Problèmes d’étiquetage et risques alimentaires indirects
En raison d’un étiquetage parfois approximatif voire trompeur, une cannelle étiquetée « cannelle » peut en fait correspondre à différentes espèces, exposant ainsi le consommateur à une ingestion involontaire de coumarine à des niveaux non négligeables. Cette situation est amplifiée par l’absence d’obligation réglementaire dans de nombreux pays d’indiquer l’espèce exacte sur l’emballage du produit.
Risques potentiels liés aux contaminants
En plus de la coumarine, la cannelle, selon sa provenance et son mode de culture, peut être exposée à des contaminants tels que les résidus de pesticides ou les métaux lourds. Si ces risques ne sont pas spécifiques à une espèce particulière de cannelle, une identification claire du type de cannelle consommée permettrait néanmoins d’appliquer davantage de vigilance selon le profil de risque de chaque provenance.
Conséquences pour la santé des consommateurs
La consommation fréquente ou à forte dose de cannelle (surtout de cassia) peut entraîner, chez les personnes sensibles, des atteintes hépatiques (toxicité hépatique chronique) et des troubles de la coagulation en raison de l’effet anticoagulant de la coumarine.
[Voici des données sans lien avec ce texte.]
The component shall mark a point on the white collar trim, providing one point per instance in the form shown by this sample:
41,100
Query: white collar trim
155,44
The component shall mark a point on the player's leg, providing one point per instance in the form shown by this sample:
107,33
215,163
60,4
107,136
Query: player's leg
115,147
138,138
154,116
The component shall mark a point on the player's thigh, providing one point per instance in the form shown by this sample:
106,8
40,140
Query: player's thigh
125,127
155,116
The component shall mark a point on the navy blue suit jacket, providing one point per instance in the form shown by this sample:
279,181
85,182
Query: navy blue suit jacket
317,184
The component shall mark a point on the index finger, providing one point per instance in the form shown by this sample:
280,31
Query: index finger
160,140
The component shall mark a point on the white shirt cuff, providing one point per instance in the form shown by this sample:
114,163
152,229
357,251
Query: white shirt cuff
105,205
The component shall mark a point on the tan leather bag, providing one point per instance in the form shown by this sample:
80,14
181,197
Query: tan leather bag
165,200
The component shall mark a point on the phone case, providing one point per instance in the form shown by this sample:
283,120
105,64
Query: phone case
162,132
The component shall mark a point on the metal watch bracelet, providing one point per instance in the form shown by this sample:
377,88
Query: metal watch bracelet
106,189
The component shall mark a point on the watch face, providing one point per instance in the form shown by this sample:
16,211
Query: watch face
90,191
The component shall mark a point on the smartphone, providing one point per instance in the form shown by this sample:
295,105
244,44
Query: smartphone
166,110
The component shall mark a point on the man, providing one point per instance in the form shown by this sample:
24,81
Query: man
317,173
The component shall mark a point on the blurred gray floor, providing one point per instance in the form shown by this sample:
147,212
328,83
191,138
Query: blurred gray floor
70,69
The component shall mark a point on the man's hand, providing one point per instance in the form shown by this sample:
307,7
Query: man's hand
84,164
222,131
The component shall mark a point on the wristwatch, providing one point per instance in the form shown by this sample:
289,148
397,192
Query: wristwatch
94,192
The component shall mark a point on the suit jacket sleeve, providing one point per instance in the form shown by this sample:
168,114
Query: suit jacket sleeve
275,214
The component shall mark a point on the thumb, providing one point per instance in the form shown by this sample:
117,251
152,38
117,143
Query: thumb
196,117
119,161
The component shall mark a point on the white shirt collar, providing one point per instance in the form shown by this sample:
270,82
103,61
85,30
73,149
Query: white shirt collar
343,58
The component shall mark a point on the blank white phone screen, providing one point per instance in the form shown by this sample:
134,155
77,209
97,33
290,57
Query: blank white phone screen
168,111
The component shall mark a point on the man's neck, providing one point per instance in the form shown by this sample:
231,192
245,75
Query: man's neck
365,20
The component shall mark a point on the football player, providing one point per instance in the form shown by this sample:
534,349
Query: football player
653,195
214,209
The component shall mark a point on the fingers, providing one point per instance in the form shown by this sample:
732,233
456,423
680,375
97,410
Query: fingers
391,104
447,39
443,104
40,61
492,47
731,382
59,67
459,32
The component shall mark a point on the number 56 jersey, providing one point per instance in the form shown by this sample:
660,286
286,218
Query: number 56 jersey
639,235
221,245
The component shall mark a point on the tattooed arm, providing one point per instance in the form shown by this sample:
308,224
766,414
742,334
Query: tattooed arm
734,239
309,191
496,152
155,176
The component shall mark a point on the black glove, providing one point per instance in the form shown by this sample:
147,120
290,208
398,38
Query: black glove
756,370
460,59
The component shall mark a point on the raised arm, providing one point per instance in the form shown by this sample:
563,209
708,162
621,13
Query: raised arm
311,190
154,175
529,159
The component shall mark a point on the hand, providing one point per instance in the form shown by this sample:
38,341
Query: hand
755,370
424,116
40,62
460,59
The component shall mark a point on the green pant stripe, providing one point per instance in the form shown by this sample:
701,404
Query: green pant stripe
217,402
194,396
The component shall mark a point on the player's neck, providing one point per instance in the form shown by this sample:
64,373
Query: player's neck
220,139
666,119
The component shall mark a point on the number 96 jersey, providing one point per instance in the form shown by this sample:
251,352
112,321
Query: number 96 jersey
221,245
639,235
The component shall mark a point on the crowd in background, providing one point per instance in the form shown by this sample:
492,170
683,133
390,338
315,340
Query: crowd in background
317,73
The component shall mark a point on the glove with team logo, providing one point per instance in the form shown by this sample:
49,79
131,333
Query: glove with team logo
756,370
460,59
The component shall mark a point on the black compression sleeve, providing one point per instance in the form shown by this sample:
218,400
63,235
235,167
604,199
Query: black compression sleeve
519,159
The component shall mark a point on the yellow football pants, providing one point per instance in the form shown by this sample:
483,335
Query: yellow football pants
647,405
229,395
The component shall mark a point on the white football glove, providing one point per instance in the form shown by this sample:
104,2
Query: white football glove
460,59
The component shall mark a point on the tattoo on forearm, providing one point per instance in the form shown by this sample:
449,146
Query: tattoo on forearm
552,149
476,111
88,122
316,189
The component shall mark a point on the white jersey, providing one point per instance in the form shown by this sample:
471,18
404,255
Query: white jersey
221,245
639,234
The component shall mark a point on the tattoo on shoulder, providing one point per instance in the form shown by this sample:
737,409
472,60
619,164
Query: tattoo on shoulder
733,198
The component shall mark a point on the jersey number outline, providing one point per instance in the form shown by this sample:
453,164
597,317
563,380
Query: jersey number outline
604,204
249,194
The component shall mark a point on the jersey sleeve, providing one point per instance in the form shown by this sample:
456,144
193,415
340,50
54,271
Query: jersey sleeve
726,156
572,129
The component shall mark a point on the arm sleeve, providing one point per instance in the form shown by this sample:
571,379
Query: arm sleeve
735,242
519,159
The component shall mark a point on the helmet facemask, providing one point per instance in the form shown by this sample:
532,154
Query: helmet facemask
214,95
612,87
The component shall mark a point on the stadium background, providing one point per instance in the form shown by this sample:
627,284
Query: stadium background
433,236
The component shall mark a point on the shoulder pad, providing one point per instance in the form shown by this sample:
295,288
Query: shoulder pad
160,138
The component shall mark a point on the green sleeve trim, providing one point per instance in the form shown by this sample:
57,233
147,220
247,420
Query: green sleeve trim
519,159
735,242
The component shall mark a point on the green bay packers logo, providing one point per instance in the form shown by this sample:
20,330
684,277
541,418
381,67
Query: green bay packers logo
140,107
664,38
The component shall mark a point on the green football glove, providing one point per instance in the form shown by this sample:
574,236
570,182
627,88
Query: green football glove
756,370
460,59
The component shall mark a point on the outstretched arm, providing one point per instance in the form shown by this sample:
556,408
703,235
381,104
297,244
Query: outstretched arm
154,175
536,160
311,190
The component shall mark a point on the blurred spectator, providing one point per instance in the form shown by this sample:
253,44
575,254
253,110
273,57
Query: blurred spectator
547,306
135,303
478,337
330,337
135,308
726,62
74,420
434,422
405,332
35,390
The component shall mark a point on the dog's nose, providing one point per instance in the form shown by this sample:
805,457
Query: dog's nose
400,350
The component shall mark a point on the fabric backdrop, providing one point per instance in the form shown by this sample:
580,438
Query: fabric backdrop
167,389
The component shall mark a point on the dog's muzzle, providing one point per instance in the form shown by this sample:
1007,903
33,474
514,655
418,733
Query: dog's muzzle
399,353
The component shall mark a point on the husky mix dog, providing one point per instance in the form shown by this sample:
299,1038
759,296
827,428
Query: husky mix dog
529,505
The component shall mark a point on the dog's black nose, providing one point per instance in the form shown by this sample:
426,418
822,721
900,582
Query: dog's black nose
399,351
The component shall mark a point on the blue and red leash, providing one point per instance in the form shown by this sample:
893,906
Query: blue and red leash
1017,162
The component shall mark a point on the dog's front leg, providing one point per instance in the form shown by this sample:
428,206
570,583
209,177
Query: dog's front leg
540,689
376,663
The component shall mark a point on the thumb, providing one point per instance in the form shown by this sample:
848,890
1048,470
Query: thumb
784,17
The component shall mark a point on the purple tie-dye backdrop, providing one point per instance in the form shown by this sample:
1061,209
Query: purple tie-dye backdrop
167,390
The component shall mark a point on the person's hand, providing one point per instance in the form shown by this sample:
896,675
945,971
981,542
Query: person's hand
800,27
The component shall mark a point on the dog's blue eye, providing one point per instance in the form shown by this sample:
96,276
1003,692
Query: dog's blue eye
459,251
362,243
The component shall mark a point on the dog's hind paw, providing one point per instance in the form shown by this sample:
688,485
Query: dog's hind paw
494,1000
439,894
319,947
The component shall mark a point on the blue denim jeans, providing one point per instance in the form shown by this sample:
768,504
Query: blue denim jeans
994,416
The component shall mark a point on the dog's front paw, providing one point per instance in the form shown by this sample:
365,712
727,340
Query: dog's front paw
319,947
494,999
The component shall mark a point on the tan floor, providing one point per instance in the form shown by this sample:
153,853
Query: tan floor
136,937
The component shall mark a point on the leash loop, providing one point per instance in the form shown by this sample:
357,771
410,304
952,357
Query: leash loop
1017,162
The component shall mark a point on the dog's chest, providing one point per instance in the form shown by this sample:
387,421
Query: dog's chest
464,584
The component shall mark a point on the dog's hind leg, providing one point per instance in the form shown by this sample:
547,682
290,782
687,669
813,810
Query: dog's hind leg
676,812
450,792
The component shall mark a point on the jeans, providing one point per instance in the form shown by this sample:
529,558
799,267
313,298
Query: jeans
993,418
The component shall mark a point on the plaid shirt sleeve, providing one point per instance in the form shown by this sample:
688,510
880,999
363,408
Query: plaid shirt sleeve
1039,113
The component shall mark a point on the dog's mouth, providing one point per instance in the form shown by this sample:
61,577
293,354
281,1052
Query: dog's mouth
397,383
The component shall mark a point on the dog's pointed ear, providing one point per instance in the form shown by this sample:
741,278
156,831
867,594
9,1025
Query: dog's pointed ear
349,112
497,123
Les enfants, les femmes enceintes ou allaitantes, ainsi que les personnes souffrant de maladies du foie, sont particulièrement à risque. Il existe actuellement une recommandation de l’Autorité européenne de sécurité des aliments (EFSA) limitant la dose journalière tolérable de coumarine à 0,1 mg/kg de poids corporel.
Implications économiques et réglementaires
La distinction commerciale entre cannelle de Ceylan et cassia n’est pas seulement une question de saveur ou de prix. Elle a également des retombées économiques, car la cannelle de Ceylan, considérée comme de meilleure qualité et moins à risque, se vend généralement plus cher. L’absence d’harmonisation des normes d’étiquetage favorise des pratiques commerciales trompeuses et nuit à la traçabilité du produit.
Recommandations pour limiter les risques
- Améliorer l’étiquetage : Indiquer explicitement l’espèce botanique de la cannelle sur les emballages.
- Sensibiliser les consommateurs : Informer le public des différences entre les types de cannelle et des risques associés à la coumarine.
- Encadrer la consommation : Suggérer des limites de consommation pour les groupes à risque et généraliser la transparence des chaînes d’approvisionnement.
- Contrôles renforcés : Mettre en place des contrôles systématiques sur la teneur en coumarine et les résidus de contaminants présents dans la cannelle importée.
Vers une sécurité renforcée dans la chaîne alimentaire
Face à la mondialisation des échanges de produits alimentaires et à la sophistication croissante des chaînes d’approvisionnement, il devient impératif de renforcer les protocoles d’inspection et de contrôle qualité pour la cannelle. Une meilleure informatisation de la traçabilité permettrait d'éviter les mauvaises pratiques commerciales et protégerait efficacement le consommateur.
De plus, l’harmonisation internationale des normes relatives à l’étiquetage de la cannelle, notamment au niveau européen, garantirait une information précise, prévenant la confusion et limitant les risques d’exposition accidentelle à la coumarine.
Conclusion
La relation entre les appellations commerciales de la cannelle et les risques alimentaires n’est pas anodine : elle soulève tant des enjeux de santé publique que des défis économiques et réglementaires. Informer efficacement les consommateurs, renforcer la transparence de la commercialisation, et instaurer une réglementation précise constituent le socle d’une politique préventive visant à garantir la sécurité alimentaire autour de cette épice ancestrale.